I’d asked this friend a day or two before my train trip how she was, and she said that fall made her feel “so joyful” but also “thr[ew her] into utter crisis.” I told her about the thin place/thin time stuff, and wondered if maybe it was a time of year where the stuff separating her from the “big questions” thinned out as well. She dug the notion, said the cold of fall snapped her awake, and then wondered if on the East Coast (where she lives) the fall is especially dramatic because it creates such a sharp sense of the fragility of life, where
“everything is in its death throes—there’s an urgency to it. [The fall there] goes from crisp to chilly to cold to bitter. It’s such a wild cycle—you can feel the life leaving things in this extraordinary blaze. But you know what’s coming, like relief from the summer quickly turns into winter dread, which is why [she has] a crazy love-hate with transition seasons.”
So perhaps her fall-feeling of going inward, going spare, is informed by her habitat, whereas my experience of el otoño has a little more of a West Coast flavor.
To me the fall has always felt charged, like a chilly clean offshore breeze, electric with kicked up mischief and full of leaves.
I don’t think it’s a total coincidence both of my major adult romantic relationships commenced in the fall—everything feels closer, more possible, lightened, venturesome, reckless.

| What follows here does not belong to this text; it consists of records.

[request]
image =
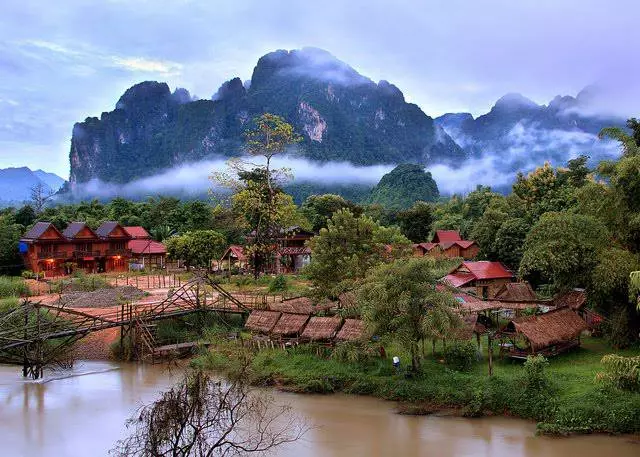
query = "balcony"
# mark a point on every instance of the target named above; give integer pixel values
(80, 254)
(52, 255)
(120, 252)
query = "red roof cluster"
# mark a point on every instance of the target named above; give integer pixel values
(146, 247)
(446, 236)
(137, 232)
(472, 271)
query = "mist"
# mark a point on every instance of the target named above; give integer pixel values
(193, 179)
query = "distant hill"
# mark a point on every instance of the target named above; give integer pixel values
(403, 186)
(342, 115)
(16, 184)
(519, 133)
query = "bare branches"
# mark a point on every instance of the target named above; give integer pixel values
(202, 417)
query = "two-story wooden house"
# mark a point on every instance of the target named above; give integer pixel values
(47, 250)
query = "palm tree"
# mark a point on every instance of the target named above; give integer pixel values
(162, 232)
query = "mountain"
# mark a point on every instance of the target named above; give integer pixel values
(52, 180)
(342, 115)
(16, 184)
(403, 186)
(519, 134)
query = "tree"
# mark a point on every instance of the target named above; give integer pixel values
(319, 208)
(162, 232)
(198, 248)
(508, 245)
(203, 417)
(40, 193)
(416, 222)
(258, 194)
(563, 248)
(10, 233)
(347, 249)
(400, 300)
(25, 216)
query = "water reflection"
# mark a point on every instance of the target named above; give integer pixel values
(84, 414)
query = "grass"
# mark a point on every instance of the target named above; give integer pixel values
(11, 286)
(570, 402)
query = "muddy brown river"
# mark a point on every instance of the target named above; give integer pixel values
(82, 413)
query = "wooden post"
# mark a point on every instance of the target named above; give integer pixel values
(490, 344)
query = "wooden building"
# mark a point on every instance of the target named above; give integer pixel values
(352, 330)
(145, 252)
(289, 326)
(484, 278)
(321, 329)
(548, 334)
(262, 321)
(447, 243)
(47, 250)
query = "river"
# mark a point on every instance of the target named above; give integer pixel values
(83, 414)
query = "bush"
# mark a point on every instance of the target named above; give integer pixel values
(620, 372)
(13, 287)
(278, 284)
(535, 377)
(460, 355)
(617, 329)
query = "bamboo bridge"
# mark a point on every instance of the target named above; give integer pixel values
(36, 335)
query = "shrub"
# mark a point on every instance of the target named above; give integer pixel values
(460, 355)
(535, 377)
(620, 372)
(278, 284)
(13, 287)
(617, 329)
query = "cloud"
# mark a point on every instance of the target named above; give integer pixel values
(193, 179)
(140, 64)
(87, 56)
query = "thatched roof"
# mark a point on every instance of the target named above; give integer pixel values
(262, 321)
(352, 330)
(299, 305)
(574, 299)
(347, 299)
(557, 326)
(516, 291)
(290, 324)
(321, 328)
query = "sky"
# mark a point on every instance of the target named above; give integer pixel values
(63, 61)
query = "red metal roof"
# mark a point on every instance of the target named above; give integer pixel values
(464, 244)
(295, 250)
(487, 270)
(235, 251)
(459, 279)
(137, 232)
(146, 247)
(443, 236)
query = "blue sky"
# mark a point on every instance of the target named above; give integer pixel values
(63, 61)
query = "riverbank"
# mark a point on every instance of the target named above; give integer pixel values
(571, 403)
(60, 417)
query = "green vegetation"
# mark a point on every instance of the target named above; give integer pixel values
(403, 186)
(196, 248)
(562, 394)
(345, 251)
(13, 287)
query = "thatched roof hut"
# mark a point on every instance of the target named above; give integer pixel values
(321, 328)
(352, 330)
(299, 305)
(574, 299)
(262, 321)
(516, 291)
(290, 325)
(548, 333)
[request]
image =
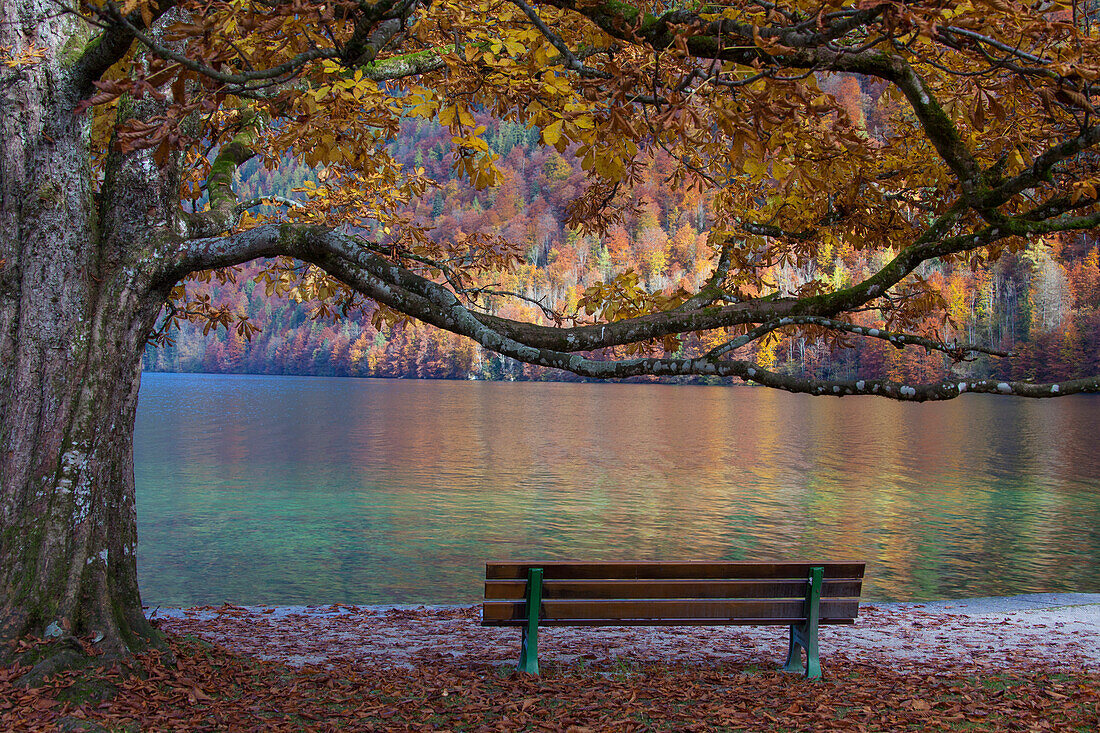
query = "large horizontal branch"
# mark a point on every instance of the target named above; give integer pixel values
(343, 258)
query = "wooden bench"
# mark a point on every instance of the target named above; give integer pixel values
(800, 594)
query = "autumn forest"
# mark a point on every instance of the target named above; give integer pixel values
(1040, 304)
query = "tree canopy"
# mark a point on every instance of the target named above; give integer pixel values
(986, 144)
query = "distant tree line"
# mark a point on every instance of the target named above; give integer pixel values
(1042, 303)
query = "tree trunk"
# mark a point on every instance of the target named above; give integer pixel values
(75, 308)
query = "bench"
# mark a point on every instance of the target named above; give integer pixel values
(800, 594)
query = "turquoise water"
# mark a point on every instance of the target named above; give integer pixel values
(307, 490)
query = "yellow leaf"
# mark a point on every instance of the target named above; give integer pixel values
(552, 133)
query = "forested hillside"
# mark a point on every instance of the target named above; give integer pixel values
(1040, 303)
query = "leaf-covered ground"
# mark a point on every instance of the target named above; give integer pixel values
(355, 668)
(211, 688)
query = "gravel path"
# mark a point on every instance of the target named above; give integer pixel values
(1057, 632)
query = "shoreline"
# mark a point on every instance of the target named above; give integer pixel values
(1054, 632)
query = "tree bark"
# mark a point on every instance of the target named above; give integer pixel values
(76, 304)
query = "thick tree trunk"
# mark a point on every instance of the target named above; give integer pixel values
(75, 307)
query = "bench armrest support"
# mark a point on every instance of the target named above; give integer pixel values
(804, 635)
(529, 643)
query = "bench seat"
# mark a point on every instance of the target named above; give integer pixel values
(675, 593)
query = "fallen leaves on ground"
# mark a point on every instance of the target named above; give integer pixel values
(210, 688)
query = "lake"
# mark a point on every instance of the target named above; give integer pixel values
(293, 490)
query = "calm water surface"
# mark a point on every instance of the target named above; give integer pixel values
(304, 490)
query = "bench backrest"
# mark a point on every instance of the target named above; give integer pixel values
(670, 593)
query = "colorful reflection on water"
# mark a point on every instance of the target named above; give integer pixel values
(303, 490)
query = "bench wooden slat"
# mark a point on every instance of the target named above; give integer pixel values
(669, 622)
(701, 589)
(567, 570)
(781, 611)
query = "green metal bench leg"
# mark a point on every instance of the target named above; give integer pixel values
(804, 636)
(529, 643)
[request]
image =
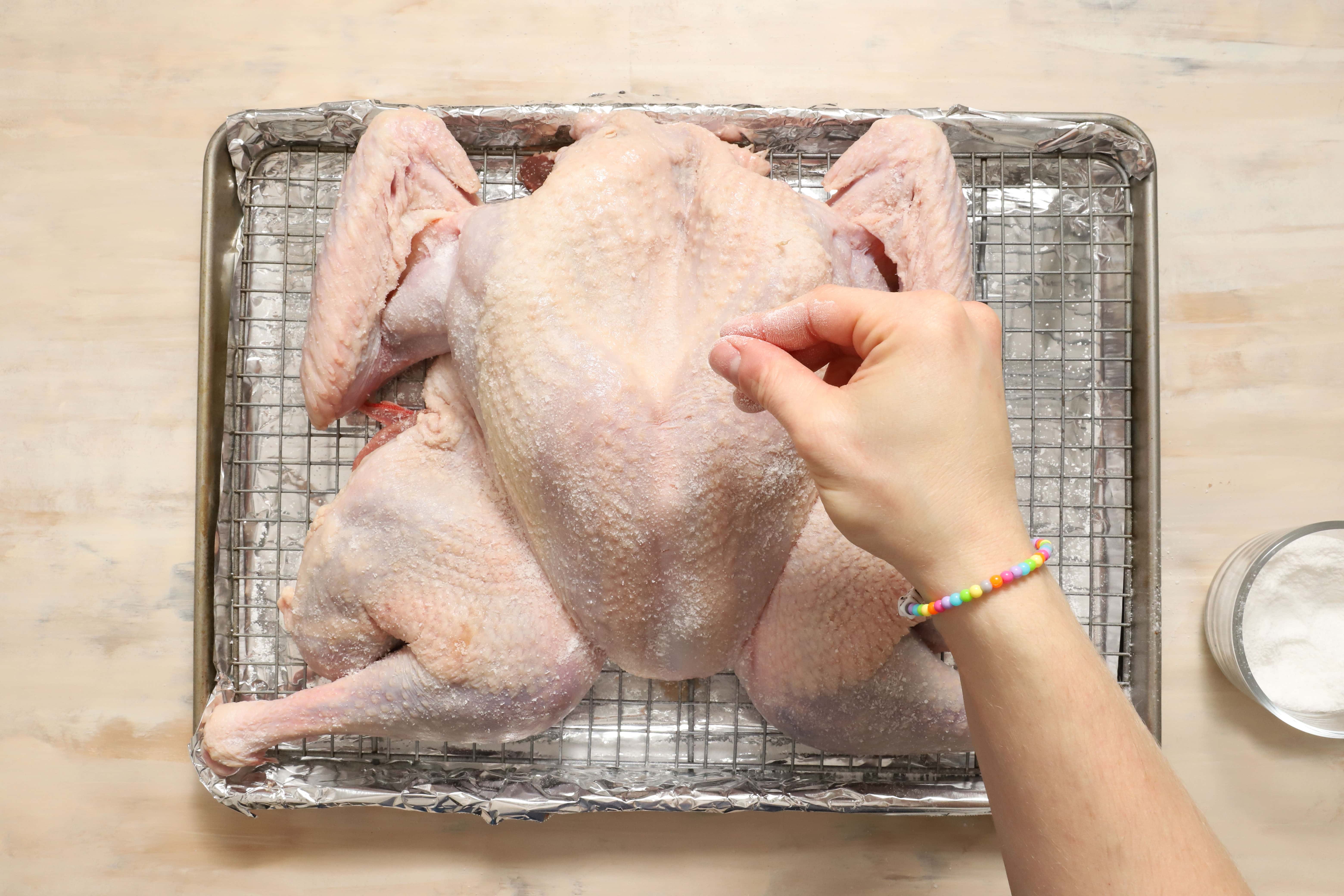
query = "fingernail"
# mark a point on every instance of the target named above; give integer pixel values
(726, 359)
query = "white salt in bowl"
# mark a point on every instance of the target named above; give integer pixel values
(1226, 625)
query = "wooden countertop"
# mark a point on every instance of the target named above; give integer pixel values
(105, 111)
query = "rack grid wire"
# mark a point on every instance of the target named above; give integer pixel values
(1053, 241)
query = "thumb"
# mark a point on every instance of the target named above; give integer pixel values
(773, 379)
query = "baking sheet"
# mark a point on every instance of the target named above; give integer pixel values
(1061, 257)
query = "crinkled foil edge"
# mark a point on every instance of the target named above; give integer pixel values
(509, 793)
(786, 129)
(513, 793)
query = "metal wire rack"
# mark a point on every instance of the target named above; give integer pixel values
(1054, 257)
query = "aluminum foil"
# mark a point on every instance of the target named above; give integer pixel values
(498, 795)
(705, 749)
(783, 129)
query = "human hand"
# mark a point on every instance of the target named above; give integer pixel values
(908, 434)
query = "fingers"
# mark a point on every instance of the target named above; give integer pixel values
(987, 326)
(850, 322)
(769, 378)
(824, 316)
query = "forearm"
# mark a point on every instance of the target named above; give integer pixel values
(1083, 797)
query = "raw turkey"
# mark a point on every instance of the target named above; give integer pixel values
(418, 596)
(632, 500)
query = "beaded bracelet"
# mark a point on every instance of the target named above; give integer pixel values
(913, 610)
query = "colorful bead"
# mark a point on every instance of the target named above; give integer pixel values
(910, 609)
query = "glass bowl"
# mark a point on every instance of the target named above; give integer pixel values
(1224, 622)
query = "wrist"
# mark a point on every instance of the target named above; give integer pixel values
(970, 561)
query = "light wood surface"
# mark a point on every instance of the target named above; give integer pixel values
(105, 111)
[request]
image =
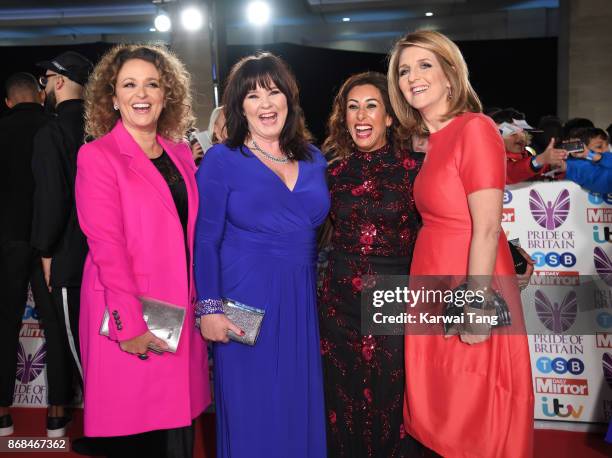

There’s so much more that could be said about all this time and space, life and death, liminal in-limbo stuff, but I want to keep things timely and so I’ll leave it here as my ode to autumn, and to thin times, with the invocation that we all use any extra tingly woo-woo sensitivity to tap into a charge, and that we draw a little closer to the things that are perhaps themselves drawing nearer to us as well.